ISQS 3358 Business Intelligence Project
Instructor:
In this
project up to 3-4 students form a team to fulfill a data mart development
project. The project includes deliverables in five different stages:
Stage 1 (10%): Project proposal. The selection of the project mainly relies on the
availability of the dataset and your understanding of the business story about
the data. The deliverable is a project proposal in 2-4 pages, containing (1)
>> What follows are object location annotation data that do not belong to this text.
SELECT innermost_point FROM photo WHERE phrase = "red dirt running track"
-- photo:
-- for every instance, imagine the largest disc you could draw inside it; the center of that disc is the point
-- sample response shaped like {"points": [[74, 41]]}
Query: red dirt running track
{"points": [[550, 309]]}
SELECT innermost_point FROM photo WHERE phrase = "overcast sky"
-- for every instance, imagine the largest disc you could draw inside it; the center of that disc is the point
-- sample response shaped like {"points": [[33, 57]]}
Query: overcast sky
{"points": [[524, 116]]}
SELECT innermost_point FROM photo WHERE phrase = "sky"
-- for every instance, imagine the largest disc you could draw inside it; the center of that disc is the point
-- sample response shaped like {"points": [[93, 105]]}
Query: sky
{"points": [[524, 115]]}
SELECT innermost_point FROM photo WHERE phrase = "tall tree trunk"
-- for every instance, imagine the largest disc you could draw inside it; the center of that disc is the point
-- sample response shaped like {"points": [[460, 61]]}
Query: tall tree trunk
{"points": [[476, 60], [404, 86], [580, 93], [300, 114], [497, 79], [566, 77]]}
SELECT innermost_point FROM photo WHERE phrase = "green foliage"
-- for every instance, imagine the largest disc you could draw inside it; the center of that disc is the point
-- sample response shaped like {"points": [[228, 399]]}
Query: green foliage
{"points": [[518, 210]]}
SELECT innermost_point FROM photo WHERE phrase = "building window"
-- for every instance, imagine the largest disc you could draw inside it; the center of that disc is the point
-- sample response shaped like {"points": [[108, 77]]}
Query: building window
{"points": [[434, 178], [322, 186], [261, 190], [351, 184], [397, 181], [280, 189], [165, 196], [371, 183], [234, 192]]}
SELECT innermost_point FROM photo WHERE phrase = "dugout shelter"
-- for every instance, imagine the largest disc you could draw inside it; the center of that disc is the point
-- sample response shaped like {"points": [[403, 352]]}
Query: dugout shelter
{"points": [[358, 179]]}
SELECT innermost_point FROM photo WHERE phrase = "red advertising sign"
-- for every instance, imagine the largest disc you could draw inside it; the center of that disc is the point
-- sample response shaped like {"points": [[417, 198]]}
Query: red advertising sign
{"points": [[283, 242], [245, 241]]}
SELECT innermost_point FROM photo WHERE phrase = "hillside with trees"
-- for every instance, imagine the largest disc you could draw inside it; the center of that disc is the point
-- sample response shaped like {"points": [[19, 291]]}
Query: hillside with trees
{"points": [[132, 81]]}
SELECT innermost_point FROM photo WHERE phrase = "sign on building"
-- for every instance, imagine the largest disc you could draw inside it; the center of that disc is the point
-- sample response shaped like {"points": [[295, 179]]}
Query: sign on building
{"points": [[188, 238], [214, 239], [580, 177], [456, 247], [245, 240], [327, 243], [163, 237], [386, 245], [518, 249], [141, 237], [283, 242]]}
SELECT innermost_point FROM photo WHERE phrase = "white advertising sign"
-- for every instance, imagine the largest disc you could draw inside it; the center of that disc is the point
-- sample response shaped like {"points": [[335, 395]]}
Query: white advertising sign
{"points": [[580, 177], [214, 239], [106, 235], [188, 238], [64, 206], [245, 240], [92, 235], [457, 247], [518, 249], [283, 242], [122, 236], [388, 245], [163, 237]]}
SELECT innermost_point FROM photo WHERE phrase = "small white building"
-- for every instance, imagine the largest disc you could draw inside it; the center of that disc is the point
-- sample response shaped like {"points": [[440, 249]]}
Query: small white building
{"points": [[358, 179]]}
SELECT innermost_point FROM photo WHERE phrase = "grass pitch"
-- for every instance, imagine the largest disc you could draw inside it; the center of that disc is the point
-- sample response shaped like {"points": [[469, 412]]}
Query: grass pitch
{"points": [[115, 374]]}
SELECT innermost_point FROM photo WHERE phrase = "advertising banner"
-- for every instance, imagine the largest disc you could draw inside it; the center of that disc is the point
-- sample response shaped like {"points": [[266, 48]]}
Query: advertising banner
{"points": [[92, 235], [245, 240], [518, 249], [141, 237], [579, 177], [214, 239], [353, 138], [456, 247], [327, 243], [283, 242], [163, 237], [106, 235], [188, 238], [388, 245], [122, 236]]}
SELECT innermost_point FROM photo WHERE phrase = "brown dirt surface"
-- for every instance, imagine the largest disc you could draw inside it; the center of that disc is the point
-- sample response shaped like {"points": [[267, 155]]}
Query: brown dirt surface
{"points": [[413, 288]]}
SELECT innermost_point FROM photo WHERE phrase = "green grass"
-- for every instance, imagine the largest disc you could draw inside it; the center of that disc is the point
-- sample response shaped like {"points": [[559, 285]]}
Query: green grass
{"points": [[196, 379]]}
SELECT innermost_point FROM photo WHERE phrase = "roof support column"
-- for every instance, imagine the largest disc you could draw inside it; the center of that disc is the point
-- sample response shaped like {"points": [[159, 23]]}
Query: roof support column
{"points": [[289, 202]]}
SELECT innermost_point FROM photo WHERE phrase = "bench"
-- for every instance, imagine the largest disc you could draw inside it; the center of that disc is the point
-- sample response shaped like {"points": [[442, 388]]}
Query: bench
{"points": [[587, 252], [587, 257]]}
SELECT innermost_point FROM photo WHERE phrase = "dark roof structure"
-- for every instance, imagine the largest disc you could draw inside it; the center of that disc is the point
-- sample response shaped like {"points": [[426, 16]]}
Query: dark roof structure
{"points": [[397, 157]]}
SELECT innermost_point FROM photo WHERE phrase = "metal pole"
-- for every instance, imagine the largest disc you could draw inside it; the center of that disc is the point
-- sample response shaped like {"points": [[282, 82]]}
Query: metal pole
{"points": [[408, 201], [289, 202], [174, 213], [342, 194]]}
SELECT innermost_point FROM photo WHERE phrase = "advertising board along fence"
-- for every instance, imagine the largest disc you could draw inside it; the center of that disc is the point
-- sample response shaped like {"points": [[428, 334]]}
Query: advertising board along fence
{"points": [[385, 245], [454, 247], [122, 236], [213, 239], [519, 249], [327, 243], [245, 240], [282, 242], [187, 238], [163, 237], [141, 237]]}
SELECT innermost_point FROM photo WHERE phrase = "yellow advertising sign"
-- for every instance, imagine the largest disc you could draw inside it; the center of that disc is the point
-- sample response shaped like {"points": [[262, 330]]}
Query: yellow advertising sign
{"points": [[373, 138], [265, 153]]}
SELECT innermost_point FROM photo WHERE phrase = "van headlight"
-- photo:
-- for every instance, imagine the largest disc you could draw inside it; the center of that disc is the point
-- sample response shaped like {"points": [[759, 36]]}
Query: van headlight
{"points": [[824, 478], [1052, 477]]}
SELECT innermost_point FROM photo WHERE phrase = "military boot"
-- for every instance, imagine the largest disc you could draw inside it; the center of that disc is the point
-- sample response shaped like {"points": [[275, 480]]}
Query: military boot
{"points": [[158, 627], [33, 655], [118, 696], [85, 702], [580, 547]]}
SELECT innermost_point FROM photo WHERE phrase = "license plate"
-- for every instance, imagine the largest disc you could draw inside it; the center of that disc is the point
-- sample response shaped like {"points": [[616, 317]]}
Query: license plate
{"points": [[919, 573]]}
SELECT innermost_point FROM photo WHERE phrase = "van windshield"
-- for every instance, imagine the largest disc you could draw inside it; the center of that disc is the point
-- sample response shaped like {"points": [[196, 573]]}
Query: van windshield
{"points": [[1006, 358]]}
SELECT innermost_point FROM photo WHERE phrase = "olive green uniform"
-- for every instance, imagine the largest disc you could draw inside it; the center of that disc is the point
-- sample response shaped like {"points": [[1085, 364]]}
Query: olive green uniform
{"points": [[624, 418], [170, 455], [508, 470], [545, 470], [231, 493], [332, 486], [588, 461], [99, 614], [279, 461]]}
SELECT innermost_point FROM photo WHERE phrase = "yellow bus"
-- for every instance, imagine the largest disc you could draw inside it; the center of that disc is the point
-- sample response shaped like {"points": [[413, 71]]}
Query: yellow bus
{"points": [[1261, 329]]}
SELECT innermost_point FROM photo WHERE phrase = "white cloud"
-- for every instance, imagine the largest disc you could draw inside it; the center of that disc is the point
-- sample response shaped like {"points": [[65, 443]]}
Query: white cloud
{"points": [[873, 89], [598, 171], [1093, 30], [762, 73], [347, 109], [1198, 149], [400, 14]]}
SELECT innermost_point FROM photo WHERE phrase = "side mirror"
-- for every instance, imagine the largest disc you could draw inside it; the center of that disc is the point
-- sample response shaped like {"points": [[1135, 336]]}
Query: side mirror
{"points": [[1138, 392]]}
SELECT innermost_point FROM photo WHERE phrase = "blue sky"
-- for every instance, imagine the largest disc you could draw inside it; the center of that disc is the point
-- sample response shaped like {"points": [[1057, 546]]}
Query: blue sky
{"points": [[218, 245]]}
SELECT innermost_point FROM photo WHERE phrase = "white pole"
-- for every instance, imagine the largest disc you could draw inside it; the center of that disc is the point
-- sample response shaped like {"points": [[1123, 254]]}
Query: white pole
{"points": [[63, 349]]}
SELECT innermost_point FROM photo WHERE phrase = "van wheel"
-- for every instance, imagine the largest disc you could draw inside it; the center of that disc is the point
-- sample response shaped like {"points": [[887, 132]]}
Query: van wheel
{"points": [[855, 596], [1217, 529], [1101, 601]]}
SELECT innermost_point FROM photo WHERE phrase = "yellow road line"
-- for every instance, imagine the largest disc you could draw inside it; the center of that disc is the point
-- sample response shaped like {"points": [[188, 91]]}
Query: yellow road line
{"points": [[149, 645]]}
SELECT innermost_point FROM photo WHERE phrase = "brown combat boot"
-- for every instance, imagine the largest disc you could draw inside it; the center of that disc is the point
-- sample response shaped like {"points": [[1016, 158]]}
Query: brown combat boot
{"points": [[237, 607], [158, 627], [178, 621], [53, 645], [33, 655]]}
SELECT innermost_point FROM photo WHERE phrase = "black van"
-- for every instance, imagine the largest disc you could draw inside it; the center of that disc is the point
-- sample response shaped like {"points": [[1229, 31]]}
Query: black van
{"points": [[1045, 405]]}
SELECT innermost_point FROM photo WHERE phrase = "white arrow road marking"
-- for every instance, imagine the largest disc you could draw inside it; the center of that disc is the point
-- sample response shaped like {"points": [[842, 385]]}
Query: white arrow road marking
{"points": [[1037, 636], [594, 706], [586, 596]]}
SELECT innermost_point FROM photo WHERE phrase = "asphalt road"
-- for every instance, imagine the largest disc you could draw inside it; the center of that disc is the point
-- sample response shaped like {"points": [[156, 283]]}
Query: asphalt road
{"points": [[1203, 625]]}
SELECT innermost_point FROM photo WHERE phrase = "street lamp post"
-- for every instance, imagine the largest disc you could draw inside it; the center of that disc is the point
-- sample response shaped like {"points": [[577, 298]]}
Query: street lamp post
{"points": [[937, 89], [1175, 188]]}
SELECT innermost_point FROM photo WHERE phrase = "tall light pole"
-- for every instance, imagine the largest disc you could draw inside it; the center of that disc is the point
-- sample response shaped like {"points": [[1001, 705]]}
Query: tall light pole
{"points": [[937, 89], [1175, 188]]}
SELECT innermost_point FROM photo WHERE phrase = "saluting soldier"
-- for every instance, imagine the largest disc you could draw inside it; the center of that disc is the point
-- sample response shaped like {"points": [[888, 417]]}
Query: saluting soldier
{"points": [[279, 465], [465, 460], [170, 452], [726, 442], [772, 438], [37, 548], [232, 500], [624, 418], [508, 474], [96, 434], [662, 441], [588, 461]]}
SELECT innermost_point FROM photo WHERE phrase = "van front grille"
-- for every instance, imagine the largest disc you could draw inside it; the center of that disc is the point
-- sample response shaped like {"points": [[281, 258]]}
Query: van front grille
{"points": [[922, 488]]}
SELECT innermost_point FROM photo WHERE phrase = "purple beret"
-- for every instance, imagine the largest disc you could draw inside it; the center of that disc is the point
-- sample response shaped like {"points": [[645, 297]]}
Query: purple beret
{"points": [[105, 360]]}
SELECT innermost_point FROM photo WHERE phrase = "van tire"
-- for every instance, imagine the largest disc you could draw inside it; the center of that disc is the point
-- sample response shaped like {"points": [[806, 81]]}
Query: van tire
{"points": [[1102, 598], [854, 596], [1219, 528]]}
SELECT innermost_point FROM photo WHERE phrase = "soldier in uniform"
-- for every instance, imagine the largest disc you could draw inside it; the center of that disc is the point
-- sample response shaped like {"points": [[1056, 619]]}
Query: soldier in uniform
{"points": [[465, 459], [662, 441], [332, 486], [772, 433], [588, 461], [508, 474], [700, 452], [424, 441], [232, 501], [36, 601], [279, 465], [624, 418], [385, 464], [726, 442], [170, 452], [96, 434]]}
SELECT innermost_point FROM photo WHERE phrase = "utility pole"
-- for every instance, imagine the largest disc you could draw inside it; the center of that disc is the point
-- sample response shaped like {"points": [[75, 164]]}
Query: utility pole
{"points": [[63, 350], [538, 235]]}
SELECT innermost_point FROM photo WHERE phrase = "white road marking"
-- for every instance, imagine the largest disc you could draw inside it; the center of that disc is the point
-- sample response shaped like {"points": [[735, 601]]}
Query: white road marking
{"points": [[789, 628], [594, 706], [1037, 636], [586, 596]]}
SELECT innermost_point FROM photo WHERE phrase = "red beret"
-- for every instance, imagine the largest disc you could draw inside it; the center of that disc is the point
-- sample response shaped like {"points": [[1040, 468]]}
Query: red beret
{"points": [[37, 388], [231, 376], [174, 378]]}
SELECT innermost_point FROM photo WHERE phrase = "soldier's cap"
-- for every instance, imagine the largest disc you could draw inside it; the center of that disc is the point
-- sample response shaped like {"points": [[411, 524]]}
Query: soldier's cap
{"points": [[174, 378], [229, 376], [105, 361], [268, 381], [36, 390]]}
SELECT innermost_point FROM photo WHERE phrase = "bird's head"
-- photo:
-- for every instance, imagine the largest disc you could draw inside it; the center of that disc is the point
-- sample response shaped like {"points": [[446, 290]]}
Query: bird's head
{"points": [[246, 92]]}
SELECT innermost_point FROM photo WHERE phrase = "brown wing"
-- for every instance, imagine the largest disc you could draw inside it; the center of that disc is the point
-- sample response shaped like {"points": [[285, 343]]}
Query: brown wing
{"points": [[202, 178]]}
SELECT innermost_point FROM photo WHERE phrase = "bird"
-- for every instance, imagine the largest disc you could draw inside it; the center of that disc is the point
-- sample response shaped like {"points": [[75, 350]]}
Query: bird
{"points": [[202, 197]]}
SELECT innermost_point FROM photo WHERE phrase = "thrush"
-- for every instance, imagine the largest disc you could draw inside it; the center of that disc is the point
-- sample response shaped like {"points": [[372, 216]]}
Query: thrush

Project topic, (2) The availability of the dataset, (3) analytic themes, (4) A
conceptual dimensional model, and (5) A list of references. Due
March 9, Monday.
FAQ:
What does
“The availability of the data set” mean? You need to confirm the data set used for the
project is available. Explain as much as possible (1) the business background
of the data, (2) the source of the data, and (3) the quality of the data
What is
“analytic themes”? They are business needs or requirements for the project. They
can be obtained by interviewing people in the business or a thorough
investigation. Analytic themes reflect the major challenges and opportunities
an organization is facing. Based on the analytic themes you will be able to
determine the goal and objectives of data mart development.
What is “A
conceptual dimensional model”? This is a kind of logic design of the data mart
with main table names but without much details in the tables.The draft of the dimensional model in a diagram
format to be implemented later.
Stage 2 (20%): Data mart development. Based on the data you collected in
the first stage, the tasks in this stage: (1) dimensional model design (at
least four dimensions), and (2) data mart creation but not necessarily being
populated. The description of the data mart will be 3-5 pages including figures
or screenshots of the designed model. Due March 25, Wednesday.
Contents
of the deliverables:
1.
A dimensional model diagram, either PowerPoint slide or the
screenshot of the data source view. This must be the refined version from the
“conceptual dimensional model” in Stage 1.
2.
Screenshots of design pages for each table from SQL Server
Management Studio.
3.
A brief description of the considerations in the dimensional
model design.
a.
How time dimension is defined? In what granularity?
b.
The hierarchy within a dimension, if any. (For example, State,
county, city, and street are in a hierarchical structure).
c.
The aggregate dimensions, if any. (For example, in MaxMinManufacturingDM, DimMachineType
is an aggregate from DimMachine).
d.
Indicate the primary key and foreign keys in each table.
e.
Others.
Stage 3 (20%): Data mart populating with ETL system
implementation.
Refer to Exercise 4-6 to complete this assignment. The
deliverables: (1) The screenshot of ETL system logic design, (2) A brief
description of ETL system implementation, (3) Notes about data quality and
other issues during data preprocessing. It
will be 2-3 pages including figures and/or screenshots. Due April 6, Monday.
Stage 4
(25%): Analysis report: The analyses of the data in the data mart. The report
contains:
(1) 4-6 findings from the data analysis.
(2) 2-4 diagram/charts/tables generated with
SAS Enterprise Guide.
(3) An optional choice of the data analysis is
to do OLAP with the cube created from your data mart. Try to wok out the OLAP
application outcomes using SAS Enterprise Guide or SSAS. You may “drill down”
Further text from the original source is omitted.